3 Ocak 2010 Pazar

yeni yıl, eski hayat

2010'da öyle çok radikal değişiklikler beklentisinde değilim doğrusu. hayatımın şu son üç haftası o kadar güzeldi ki.. önce Melike -tanıştırayım, kendisi benim çok çok yakın arkadaşım olmakla beraber aramızda konuştuğumuz o bize has dili de anlayabilen tek insandır- Berlin'e, yanıma geldi, tüm sıkıntımı aldı götürdü. Böylece, birer ahlak abidesi gibi takılan bütün o tutucu arkadaşlarımın bana verdiği yalnızlık hissinden sıyrıldım, eski ben olmaya doğru yol aldım. Erkek arkadaşım, ki maneviyatının ve hislerinin çok hassas olması nedeniyle kalbimi çaldı, bu değişimin sesime hemen yansıdığını söyledi durdu. Melike'yle ayyaş da olduk kıro da. Ve birbirimizi hiç yargılamadık, ne sarhoş olmaktan ne de şebekleşmekten çekindik, bizim deyişimizle "hiçbir masraftan kaçınmadık" yani. Sonra da hayalimizi gerçekleştirdik beraber- Amsterdam! Evet, Amsterdam'a gittik. Benim de yıllardır kendime verdiğim sözü gerçekleştirmem için zaman gelmişti artık. İlk cigaramı :) içtim, nefret ettim, kafa da olmadım bıraktım. Ama yaptım mı yaptım. Sonraları keşfettiğim o leziz spacecake'ler ise gerçekten en sevdiğim kısmıydı gezinin- hem muhteşem güzel bir çikolatalı muffin ye hem de seni Alice harikalar diyarının alasına götürsün. Oh be, var mı böylesi. Tabi durum böyle olunca ben de bir günde iki tane yedim, harikalar diyarından çıkmadım. Çok değişik şeyler oldum, onlar başka bir yazıya artık.
Amsterdam sonrası paralar suyunu çekti, cüzdanlar rahatladı tabii.. E bir de Berlin'den geliyoruz, hediye beklentileri pek yüksek. Kalan parayı da hediyelere verdik mi? Türkiye'ye indik Melike'yle, toplasak cüzdanlarda 10 euro var ya da yok. Ama Türkiye'ye gelmişim, bir telefonla yardımıma gelecek o kadar çok insan, gelişime mutlu olan o kadar canım bir ailem var ki, umrumda değil. Zannettiğimden çok daha fazla özlemişim buraları.

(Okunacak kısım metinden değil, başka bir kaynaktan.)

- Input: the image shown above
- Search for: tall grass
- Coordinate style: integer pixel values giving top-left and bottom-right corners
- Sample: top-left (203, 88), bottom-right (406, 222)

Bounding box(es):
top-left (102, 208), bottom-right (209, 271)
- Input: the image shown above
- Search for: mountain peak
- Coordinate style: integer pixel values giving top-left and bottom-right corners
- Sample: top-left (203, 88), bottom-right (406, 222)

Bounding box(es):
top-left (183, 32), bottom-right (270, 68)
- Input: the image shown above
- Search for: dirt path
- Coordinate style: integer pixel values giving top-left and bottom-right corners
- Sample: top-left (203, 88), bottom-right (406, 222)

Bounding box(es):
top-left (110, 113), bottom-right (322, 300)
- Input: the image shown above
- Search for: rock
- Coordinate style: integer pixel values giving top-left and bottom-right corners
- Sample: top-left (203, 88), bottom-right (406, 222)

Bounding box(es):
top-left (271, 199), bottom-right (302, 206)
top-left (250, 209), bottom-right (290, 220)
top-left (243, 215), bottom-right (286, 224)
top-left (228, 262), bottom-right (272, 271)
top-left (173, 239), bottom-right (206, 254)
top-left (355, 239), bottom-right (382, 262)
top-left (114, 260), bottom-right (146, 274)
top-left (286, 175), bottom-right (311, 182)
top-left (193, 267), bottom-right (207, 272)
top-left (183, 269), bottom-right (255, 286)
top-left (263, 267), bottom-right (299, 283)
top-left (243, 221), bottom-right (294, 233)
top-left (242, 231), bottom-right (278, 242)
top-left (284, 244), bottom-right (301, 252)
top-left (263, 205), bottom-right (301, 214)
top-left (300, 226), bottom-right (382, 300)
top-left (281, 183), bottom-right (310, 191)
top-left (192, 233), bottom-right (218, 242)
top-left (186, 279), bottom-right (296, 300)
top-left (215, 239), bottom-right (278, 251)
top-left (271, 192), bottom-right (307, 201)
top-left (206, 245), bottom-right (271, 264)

İzmir'de muhteşem havayla geçirdiğim kısa bir haftadan sonra İstanbul'dayım. Hala daha da buradayım, dönmeye de hiç niyetim yok. Çok güzel günler geçirdim, yılbaşı desem zaten harikaydı. Üniversiteye ilk geldiğim yılları hatırlıyorum da, yılbaşını evde geçirenlere "yaşlılık felaketine doğru giden insanlar" gözüyle bakıp onlar için pek çok üzülürdüm. Ne salak, ya da ne çocukmuşum diyeyim kendime çok yüklenmeyeyim. İki yıldır evde geçirdiğim yılbaşında da çok eğlendim, hele bu seneki yılbaşı, girdiğim yılın en güzel yıl olacağının habercisi gibiydi. Kendimi, maneviyata önem verdiğim her an daha çok seviyorum.

Berlin'e giderken, hayatımın monotonluğundan çok sıkılmıştım. Canımdan çok sevdiğim dostlarımla beraber olurken bile sıkılıyordum. Bunu görmek beni daha da çok üzüyordu. Uzaklaşmam gerekti, biraz yalnız kalmak. Yani kendimi bu yalnızlığa kendim ittim. Şimdi herkes bana "yaa, bak gittin oralara nasıl da özlüyorsun" dese de, ve ben bunlara onaylarcasına kafa sallasam da, biliyorum ki doğru olanı yaptım. Kalsaydım bu yılbaşı bu kadar keyifli olmazdı. Ben de eski ben olamazdım. Bu yıla da şimdi baktığım kadar umutlu bakmazdım.

Şimdi, yeniden her şeyden tat alabildiğim şu günlerde 2010'dan asgari beklentim mevcut hayatımın devamıdır. Gelecekse daha iyisi hay hay. Yok sen zaten nirvanaya ulaşmışsın diyorsan 2010, o da kabulümdür.